Sample input:
6 3
1 2 2 3 3 4
3
4
5
Sample output:
3 4
5 5
-1 -1#include <iostream> using namespace std; const int N = 100010; int a[N]; int main() { int n,q,x; cin>>n>>q; for(int i = 0;i<n;i++) cin>>a[i]; while(q--) { cin>>x; int l = 0, r = n - 1; while(l < r) { int mid = (l + r) >> 1; if(a[mid] >= x) r = mid; else l = mid + 1; } if(a[l] != x) cout<<"-1 -1"<<endl; else{ cout<<l<<' '; l = 0, r = n - 1; while(l < r) { int mid = (l + r + 1) >> 1; if(a[mid] <= x) l = mid; else r = mid - 1; } cout<<l<<endl; } } }
We sample here as example:
Value: 122334
Number: 012345
It can be considered in the following situations
1)a[mid] >= x,那么 r = mid; else l = mid + 1;
2)a[mid] <= x,那么 l = mid; else r = mid - 1;
While mid there are two possibilities:
1、mid = l + r >> 1;
2、mid = l + r + 1 >> 1;
Two or more combinations of two, four cases can be drawn.

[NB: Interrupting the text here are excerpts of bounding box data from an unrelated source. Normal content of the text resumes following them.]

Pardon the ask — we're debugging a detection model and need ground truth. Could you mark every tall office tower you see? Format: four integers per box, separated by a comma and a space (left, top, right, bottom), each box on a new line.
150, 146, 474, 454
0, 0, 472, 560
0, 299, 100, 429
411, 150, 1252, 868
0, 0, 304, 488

一)mid = l + r >> 1; a[mid] >= x,那么 r = mid; else l = mid + 1;
This is the case of a positive solution of the resulting answer is the position of the digital began to appear, this time can be obtained q [l] and q [r] The analog solutions are positive. It is determined by a [l] == x; cout << l << endl or a [r] == x; cout << r << endl; this should be kept to the left boundary shrinkage, the final r and l i.e., the starting point is a position overlapping the position x.
Two) mid = l + r >> 1; a [mid] <= x, then l = mid; else r = mid - 1; contraction at this time is kept to the right. This time by simulating a sample, we will find an infinite loop
Three) mid = l + r + 1 >> 1; a [mid] <= x, then l = mid; else r = mid - 1; this will not dead cycle time, i.e., is kept to give the Right contraction.
Four) mid = l + r + 1 >> 1; a [mid]> = x, then r = mid; else l = mid + 1; not the end of this time the number obtained, but the starting position.
By the above, if you want to find the starting position number, then the left will keep shrinking, r = mid; contrary, if the number of the end position Looking, shrinkage will have the right, l = mid; will be noted that the left divisible received, and then divided by 2 so +1.